Destinée

Carnets de rêvesHumeur du jour 3 Comments

roses

Art: Anne Cotterill

Il éveille chaque matin,
il éveille mon oreille
pour que j’écoute comme écoutent les disciples.
— Esaïe, 50:4

Ce matin, une amie chère à mon cœur a partagé son rêve avec moi. Le thème semblait être l’écoute — ou plutôt le fait de ne pas entendre. Ce rêve m’a ramenée à ces moments, que nombre d’entre nous connaissent, où nous peinons à écouter certains messages oniriques.
Il est pourtant de ces rêves  qui demandent qu’on leur prête une oreille des plus attentives — il en va même parfois de notre vie.
L’énergie qui porte notre existence peut en effet se retourner contre nous lorsqu’elle ne s’écoule pas dans la bonne direction — comme lorsque nous refusons de vivre ce pour quoi nous sommes vraiment faits.
James Hillman parle du Daemon ou du Genius, qu’il nous appartient d’honorer… ou pas.
A un moment de notre existence, l’enjeu devient cependant crucial ; il nous faut prendre la responsabilité de notre vie, reprendre le volant à celui ou à celle qui conduisait jusqu’alors, et emprunter le chemin de notre destinée.

Pour cela, il est souvent essentiel d’aller jusqu’à la racine des mots car c’est là, bien souvent, que se situe ce qui fait sens pour nous. Nommer ne suffit pas. Notre époque aime les étiquettes qui enferment et voudrait dans le même temps nous faire croire que certaines choses sont sans intérêt. Mais si nous prenons la peine de nous attarder un instant sur leur symbolisme, nous constatons que ces mêmes petites choses sont souvent d’une valeur immense sur le plan de l’âme.
Voir les richesses qui nous entourent ou celles dont nous sommes porteuses n’est cependant pas chose aisée ; nous n’avons pas appris à le faire. Nous pensons « ce n’est rien que… » et sacrifions des jeunes pousses pleines de promesses.
Mais si nous agissons de la sorte, nous méprisons aussi l’eau de l’âme ; c’est comme une atteinte au numineux… et cela a parfois des conséquences désastreuses : l’énergie peut se retourner contre nous sous sa forme négative. Ce monde a faim et soif d’autre chose et les plantes racines, tout comme ce qui provient des grands fonds, ont leur place au banquet de la vie. Dans le jardin de notre âme, il nous faut donc apprendre à repérer et à protéger ce qui commence à poindre. « L’âme aime en tout le discernement (1) », écrivait Hildegarde de Bingen et, pour que la nature puisse faire son œuvre, il est important que nous fassions le choix de nous accorder ce temps .

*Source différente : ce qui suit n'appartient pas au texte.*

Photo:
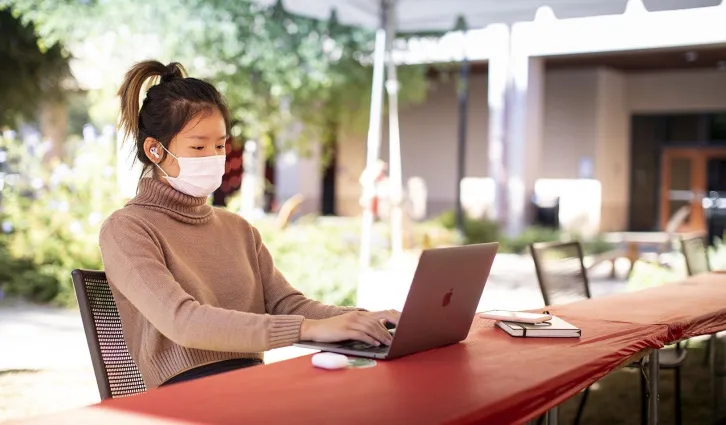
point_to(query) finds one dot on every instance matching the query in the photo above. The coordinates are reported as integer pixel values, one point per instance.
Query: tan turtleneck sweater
(195, 284)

Lorsque l’on a grandi dans un environnement toxique qui a réclamé de nous une vigilance et une adaptation de tous les instants, ne pas déplaire a parfois aussi été l’une des stratégies que l’on a adoptées pour s’en sortir. Or, suivre sa destinée demande parfois de sortir des sentiers battus
Pour y répondre, nous devons donc réaliser une chose : nos anciens modes de comportement sont un terrible frein pour tout progrès ; à l’idée de reproduire le même schéma, quelque chose en nous rechigne en effet à avancer et se recroqueville, frileux, souvent sans qu’on en ait conscience.
Ce côté frileux verra à un moment donné le déséquilibre qui existe sur le plan des sentiments ; faire trop de fleurs n’est pas la solution : que dire de la « trop bonne mère », la « trop bonne amie », la petite fille trop sage, la collègue trop serviable, etc. ? Cette culture unilatérale du sentiment — qui nous est également enseignée dans certains milieux — peut nous affecter très profondément, au point de nous paralyser.
Pourtant — si nous ne jugeons pas —, c’est cette paralysie qui permettra à notre regard de se tourner vers autre chose… comme par exemple ce que renvoie la rose et ses épines (ou bien plutôt ses aiguillons). La rose, nous nous en apercevons très vite, est une excellente enseignante pour qui a besoin d’un peu de stimulation et doit aussi apprendre à poser ses limites et à se protéger.
Dans le magnifique livre d’Anne Scott, Women, Wisdom & Dreams: The Light of the Feminine Soul, un rêve est cité (ma traduction) :

Un enseignant me fait goûter à la sérénité.
Puis je perds cette sensation, préoccupée par certaines choses, trop affairée, ou bousculée par les événements de la vie.
Il me faut, dit-il, devenir un guerrier, un guerrier qui protège la sérénité.
Il me tend une épée.

Avoir des épines, c’est accepter l’ombre du sentiment différencié qui peut parfois égratigner ce qui s’approche sans trop de respect.
C’est aussi accepter, consciemment, ce qu’il peut en coûter lorsque l’on aborde le royaume de l’âme sans honorer ces messages.
Résister à son destin est en effet aussi dangereux que de résister à un Dieu vivant. Le risque est bien qu’il nous dévore… vivantes. Mais combien de rêves faudra-t-il avant que l’on entende vraiment l’appel qui est le nôtre et que l’on balaie les voix (de la critique, du jugement, du dénigrement…) qui s’élèvent contre ce pour quoi l’on est faite ? Combien d’ouvrages finement réalisés faudra-t-il pour que nous reconnaissions enfin l’habileté dont nos dix doigts ont hérité ? Combien de tableaux faudra-t-il peindre pour que nous acceptions d’honorer l’artiste qui nous habite ? Combien d’heures faudra-t-il que nous passions sur les planches pour accepter que notre corps, pur instrument de la danse, est un précieux canal par lequel passe quelque chose de mystérieux qui vient toucher l’âme et le cœur du spectateur ? Combien de chants devons-nous entonner pour qu’enfin nous mettions genou à terre devant l’une des filles de Zeus ? Combien de poèmes, de photos, combien de films, de séminaires, de plats cuisinés, d’étoles… avant que nous accordions de la valeur à notre génie créateur et que nous acceptions d’offrir à ce monde la beauté et la poésie qu’il réclame ?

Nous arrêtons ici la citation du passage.